(ORDO NEWS) — Biologically active compounds from the marine mold Penicillium dimorphosporum protect cells from the highly toxic herbicide paraquat, against which there is no antidote, and may be able to enhance the action of some drugs. The fungus was isolated from soft coral collected in the South China Sea during an expedition on the Akademik Oparin research vessel.
Antidote-releasing mold will help fight massive herbicide poisoning
Paraquat is a highly toxic herbicide compound for animals and humans. About a hundred countries, including the United States, use it for crop cultivation and weed control. In dozens of countries, including Russia, the use of a poisonous compound is prohibited. The problem of human poisoning with paraquat is widely known in India. Farmers who work in the fields run the risk of receiving a dangerous dose of the substance and perishing.
FEFU specialists, together with Russian and foreign colleagues, have established that compounds from the marine mold Penicillium dimorphosporum can protect against the effects of paraquat. The experiment was carried out on a neuroblastoma cell line. By origin, these are tumor cells, which are used to study the neuroprotective (neuroprotective) activity of potential drugs.
“At a very low concentration, about one micromole per liter, the compounds found increased the viability of cells treated with paraquat by almost 40 percent compared to cells treated with paraquat alone. In the course of further research, we want to clarify in more detail how these naturally occurring molecules protect the cell. Perhaps they act as antioxidants, and, probably, they can also protect cells from other toxic substances, ”said Olesya Zhuravleva, PhD in Chemistry, head of the laboratory of biologically active compounds at the School of Natural Sciences of the Far Eastern Federal University.
According to the researcher, many natural compounds have the disadvantage that there are too few of them in the producing organism for detailed study.
In this sense, the sea mushroom Penicillium dimorphosporum is no exception: it does not produce enough active compounds directly. However, thanks to an interesting feature of the metabolism of the fungus, noticed by scientists, the restriction can be circumvented. The point is in the wide variety of isomeric compounds that the fungus produces. They have the same elemental composition, but different structures. It looks like a kind of natural crooked mirror, where the same set of atoms is reflected many times and in different ways, giving compounds different functions and leaving scientists the opportunity to modify them. Usually, the synthesis of a large number of isomers is not typical for living organisms.
“In this regard, we plan to study in detail not the active compound itself, but its isomer, which the fungus synthesizes in large quantities, and we can modify it to the state of an active substance. This is a very good move, because a substance that is scarce is much more difficult to isolate from a natural source than it is to modify what is already in large quantities. For example, a mushroom produces 200 mg of an inactive compound that we can modify against as little as six milligrams of an active natural substance. Many medicinal compounds are obtained in a similar semi-synthetic way, which allows avoiding a complex and expensive complete synthesis, ”said Olesya Zhuravleva. Scientists of the Far Eastern Federal University (FEFU) and the Pacific Institute of Bioorganic Chemistry named after V.I. BElyakova told in the magazine Marine Drugs.

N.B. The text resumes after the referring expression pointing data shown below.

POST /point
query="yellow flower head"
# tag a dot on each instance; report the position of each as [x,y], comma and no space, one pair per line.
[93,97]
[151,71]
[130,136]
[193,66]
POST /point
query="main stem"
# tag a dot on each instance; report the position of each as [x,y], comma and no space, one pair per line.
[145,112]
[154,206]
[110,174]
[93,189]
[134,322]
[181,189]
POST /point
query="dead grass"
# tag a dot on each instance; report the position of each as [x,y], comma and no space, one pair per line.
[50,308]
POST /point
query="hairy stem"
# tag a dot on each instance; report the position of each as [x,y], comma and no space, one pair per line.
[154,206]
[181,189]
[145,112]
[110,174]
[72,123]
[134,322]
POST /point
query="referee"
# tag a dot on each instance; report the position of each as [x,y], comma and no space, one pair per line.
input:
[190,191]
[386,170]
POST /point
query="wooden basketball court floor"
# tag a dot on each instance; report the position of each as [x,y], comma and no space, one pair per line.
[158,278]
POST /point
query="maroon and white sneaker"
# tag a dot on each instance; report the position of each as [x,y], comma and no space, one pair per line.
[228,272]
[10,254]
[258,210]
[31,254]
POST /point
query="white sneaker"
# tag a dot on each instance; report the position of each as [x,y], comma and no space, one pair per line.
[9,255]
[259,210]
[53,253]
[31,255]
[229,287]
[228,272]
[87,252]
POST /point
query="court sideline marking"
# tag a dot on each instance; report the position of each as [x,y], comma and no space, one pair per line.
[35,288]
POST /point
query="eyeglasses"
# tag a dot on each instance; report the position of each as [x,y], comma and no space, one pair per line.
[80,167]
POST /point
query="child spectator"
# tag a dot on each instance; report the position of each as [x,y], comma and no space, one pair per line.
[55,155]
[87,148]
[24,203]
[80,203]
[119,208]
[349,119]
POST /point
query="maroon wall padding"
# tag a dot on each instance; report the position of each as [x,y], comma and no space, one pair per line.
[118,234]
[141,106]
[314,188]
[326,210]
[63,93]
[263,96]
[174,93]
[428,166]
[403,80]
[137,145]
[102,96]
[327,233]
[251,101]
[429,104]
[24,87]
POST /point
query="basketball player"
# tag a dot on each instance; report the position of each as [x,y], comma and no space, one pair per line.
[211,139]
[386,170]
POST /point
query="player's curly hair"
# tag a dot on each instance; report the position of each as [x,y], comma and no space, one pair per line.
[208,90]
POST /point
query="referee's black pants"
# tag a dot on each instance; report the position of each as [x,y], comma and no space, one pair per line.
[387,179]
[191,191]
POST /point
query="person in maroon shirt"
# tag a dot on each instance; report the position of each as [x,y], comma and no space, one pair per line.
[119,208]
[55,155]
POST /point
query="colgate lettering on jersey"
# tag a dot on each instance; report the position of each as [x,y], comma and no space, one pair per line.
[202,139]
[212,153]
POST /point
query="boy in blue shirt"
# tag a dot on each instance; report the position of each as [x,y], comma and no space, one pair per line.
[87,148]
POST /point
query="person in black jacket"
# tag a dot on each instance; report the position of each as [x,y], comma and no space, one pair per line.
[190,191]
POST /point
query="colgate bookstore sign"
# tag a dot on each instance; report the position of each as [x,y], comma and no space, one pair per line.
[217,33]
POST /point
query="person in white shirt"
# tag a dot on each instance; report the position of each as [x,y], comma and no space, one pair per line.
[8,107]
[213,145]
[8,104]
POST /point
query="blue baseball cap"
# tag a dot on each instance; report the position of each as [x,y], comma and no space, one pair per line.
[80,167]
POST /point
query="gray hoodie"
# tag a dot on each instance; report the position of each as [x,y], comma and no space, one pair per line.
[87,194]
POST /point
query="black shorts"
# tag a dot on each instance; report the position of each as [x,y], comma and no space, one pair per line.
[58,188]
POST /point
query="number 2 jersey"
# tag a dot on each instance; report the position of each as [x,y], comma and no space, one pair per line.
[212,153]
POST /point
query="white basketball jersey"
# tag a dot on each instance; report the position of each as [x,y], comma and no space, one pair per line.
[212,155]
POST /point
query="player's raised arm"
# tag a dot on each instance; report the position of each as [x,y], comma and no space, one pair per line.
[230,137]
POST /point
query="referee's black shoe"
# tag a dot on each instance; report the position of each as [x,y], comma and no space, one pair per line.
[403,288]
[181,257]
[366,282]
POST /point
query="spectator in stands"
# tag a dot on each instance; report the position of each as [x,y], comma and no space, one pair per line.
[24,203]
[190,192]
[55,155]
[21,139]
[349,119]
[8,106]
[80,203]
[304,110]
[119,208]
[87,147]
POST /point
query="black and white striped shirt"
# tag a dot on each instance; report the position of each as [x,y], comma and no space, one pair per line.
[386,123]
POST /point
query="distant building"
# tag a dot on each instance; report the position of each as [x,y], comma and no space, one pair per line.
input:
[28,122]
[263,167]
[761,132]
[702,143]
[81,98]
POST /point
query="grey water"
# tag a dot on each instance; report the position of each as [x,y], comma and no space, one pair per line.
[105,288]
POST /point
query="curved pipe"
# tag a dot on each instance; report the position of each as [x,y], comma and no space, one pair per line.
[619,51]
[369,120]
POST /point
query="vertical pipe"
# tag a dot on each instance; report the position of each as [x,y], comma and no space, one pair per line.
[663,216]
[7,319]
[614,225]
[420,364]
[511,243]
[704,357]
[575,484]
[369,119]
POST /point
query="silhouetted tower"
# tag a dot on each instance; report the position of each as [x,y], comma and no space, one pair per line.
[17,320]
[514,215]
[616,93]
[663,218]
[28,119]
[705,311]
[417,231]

In the next stages, the scientists plan to study in detail the neuroprotective mechanism of the selected active compounds, as well as their potential in combination with other drugs. According to the hypothesis that has arisen, the active molecules of the sea fungus can enhance the effect of some known drugs.
This work was supported by the Russian Science Foundation (project 19-74-10014). The research involved the teams of the Far Eastern Federal University, the Pacific Institute of Bioorganic Chemistry named after V.I. G.B. Elyakov (TIBOCH FEB RAS), Institute of Chemistry FEB RAS, as well as foreign specialists from the University Medical Center Hamburg-Eppendorf (Germany), the Vietnamese Academy of Sciences and Technologies (Institute of Scientific Research and Applied Technologies of Nha Trang).
The oceans are one of the priority areas of research work, recorded in the FEFU development program until 2029. University scientists not only conduct research on medicinal compounds of marine origin, but also develop engineering solutions for Arctic ice platforms (exploration and mining), underwater robotics, under-ice communications, etc.